9. Maryland had not been the only place harboring anti-Catholic feelings in the colonies. Indeed, every colony had some form of anti-Catholic law except for Pennsylvania. The farther north one journeyed, the stronger the anti-Catholicism became. As early as the 1640s, for example, the New England colonies had passed a law that a man could enter a congregation only if armed with his weapon and firearm, in case of a Catholic or Indian attack. Along the same lines, the men exited Sunday service in scouting formation, securing the area for the defense of the women and children. When New England militia went into battle during the war for independence, their war cry was “No king, no popery!” As General John Sullivan of the Continental Army had claimed, the Quebec Act, which gave rights to Canadian Catholics, was the “Most dangerous to American Liberties among the whole train.” Should the Catholics gain power, he continued, “no God may as well exist in the universe.”
10. None of this should suggest, however, that all Americans held anti-Catholic views. Some of the most prominent Americans held absolutely no tolerance for intolerance. The most important was George Washington who accepted, without reservation, Catholics and Jews as fully republican citizens. In a March 1790 address to the Roman Catholics in the United States, he stated:
“As mankind become more liberal they will be more apt to allow that all those who conduct themselves as worthy members of the community are equally entitled to the protection of civil government. I hope ever to see America among the foremost nations in examples of justice and liberality. And I presume that your fellow-citizens will not forget the patriotic part which you took in the accomplishment of their Revolution, and the establishment of their government; or the important assistance which they received from a nation in which the Roman Catholic faith is professed. . . . And may the members of your society in America, animated alone by the pure spirit of Christianity, and still conducting themselves as the faithful subjects of our free government, enjoy every temporal and spiritual felicity.”

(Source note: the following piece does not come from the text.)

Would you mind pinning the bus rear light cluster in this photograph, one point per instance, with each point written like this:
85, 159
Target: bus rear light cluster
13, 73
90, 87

Another critic of anti-Catholicism was one of the least religious of the founders, Ben Franklin. In the spring of 1776, Franklin, Charles Carroll of Carrollton, and Jacky Carroll (Charles’s cousin and close friend) traveled to Canada in a failed mission to convince the Canadians to join the American cause. Along the way, Franklin and the two Carrolls struck up a strong friendship. After the success of the American war for Independence, the Vatican decided it was time to name a bishop in North America. No bishop, not even Anglican/Episcopalian bishops, had ever stepped foot in the thirteen colonies (or, states, after 1776). Hoping not to offend republican sensibilities, the Vatican contacted Franklin through two agents. Franklin said the man for the job was Jacky, and the Vatican consequently appointed John Carroll as the first archbishop in the United States.